To assess whether patterns in OSR differed across the season, we fit a model similar to those outlined for overall OSR, but with the addition of period and a period × ISC interaction as predictors. Because this model indicated both a significant effect of period and a significant period × ISC interaction (see Results), we then fit a separate model for each period, with ISC at the 2 km range the sole predictor.

To determine whether OSR response to urbanization was significantly affected by species attributes (i.e. preferred nest substrate, body size, and sociality), we constructed GLMs that included urbanization, species attribute of interest, and an urbanization × species attribute interaction term as predictors; a significant interaction term indicated significant differences among species in OSR response to urbanization, mediated by the attribute of interest. When a significant interaction was found, we divided the data by attribute of interest (e.g. ground-nesting vs. cavity-nesting; small, medium, or large bees), then ran a separate model for each guild to assess how the relationship between OSR and urbanization varied across guilds.

A parallel analysis was conducted for bee abundance, with model form, predictors, and model selection process as above, with two exceptions. First, because we were looking at abundance, rather than OSR, these models omitted the offset term. Second, abundance data were in all cases significantly overdispersed; to account for this overdispersion, a quasi-Poisson distribution was used in place of the Poisson distribution. Because AIC values cannot be calculated from quasi- distributions, we instead used the related quasi-AIC metric for model comparison.

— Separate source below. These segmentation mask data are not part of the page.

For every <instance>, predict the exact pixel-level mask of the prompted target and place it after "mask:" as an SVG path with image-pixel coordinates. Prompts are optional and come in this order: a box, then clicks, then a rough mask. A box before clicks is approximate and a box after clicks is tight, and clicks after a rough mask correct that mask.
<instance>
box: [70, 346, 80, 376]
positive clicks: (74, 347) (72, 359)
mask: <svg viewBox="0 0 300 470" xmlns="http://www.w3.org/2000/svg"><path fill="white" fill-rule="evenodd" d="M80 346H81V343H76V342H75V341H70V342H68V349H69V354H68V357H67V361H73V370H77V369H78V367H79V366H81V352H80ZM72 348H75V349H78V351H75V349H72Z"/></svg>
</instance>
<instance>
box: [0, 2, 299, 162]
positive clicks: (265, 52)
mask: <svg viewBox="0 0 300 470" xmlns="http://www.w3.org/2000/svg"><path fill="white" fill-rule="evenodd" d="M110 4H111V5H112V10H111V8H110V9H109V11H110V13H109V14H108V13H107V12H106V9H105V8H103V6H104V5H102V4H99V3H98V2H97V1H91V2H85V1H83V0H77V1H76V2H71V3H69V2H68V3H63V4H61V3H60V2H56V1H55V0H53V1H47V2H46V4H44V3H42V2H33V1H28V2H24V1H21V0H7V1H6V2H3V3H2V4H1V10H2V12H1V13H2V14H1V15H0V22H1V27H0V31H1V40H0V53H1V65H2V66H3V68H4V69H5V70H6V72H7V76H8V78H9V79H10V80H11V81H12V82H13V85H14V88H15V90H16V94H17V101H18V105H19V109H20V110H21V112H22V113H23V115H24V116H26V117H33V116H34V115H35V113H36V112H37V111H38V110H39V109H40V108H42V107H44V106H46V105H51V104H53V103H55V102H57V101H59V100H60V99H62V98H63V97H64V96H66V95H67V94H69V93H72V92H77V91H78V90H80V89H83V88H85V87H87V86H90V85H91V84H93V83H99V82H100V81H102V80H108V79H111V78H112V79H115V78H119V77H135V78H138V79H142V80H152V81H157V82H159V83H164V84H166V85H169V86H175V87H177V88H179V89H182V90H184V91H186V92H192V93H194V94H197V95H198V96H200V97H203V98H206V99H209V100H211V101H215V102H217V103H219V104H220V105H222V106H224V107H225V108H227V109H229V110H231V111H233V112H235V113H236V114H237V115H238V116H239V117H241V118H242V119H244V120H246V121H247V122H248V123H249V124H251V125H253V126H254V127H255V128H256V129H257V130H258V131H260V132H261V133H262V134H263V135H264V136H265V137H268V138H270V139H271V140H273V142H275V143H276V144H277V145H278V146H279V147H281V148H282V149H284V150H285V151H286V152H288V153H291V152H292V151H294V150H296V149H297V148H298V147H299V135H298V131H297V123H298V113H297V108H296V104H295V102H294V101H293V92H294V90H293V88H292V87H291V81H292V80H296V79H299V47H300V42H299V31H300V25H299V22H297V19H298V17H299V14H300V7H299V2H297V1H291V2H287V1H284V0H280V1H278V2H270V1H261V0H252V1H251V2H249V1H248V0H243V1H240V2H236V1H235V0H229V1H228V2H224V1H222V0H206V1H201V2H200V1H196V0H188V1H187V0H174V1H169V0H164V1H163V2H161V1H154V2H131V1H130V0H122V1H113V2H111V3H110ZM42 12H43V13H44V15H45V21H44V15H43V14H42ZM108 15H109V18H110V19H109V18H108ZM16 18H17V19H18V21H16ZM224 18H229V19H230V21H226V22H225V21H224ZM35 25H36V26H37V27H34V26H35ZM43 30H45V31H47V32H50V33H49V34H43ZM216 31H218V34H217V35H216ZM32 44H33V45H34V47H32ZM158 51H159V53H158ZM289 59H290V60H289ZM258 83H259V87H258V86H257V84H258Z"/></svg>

Bumble bees (Bombus spp.) made up a large portion of our sample set; most bumble bee species are eusocial, and as such may experience controls on OSR that differ substantially from other bees (see Introduction). In order to verify that changes in the OSR were not driven solely by bumble bees, additional analyses of OSR changes in ground nesting bees and urbanization were done with bumble bees removed. Analyses show no qualitative differences with bumble bees removed: OSR still becomes less female-biased as urbanization increases (Table S3).

We assessed the relationship between metrics of floral resource availability and urbanization using GLMs with log-link function. As with bee abundance data, floral richness and area metrics were significantly overdispersed, so quasi-Poisson distributions were used to account for overdispersion.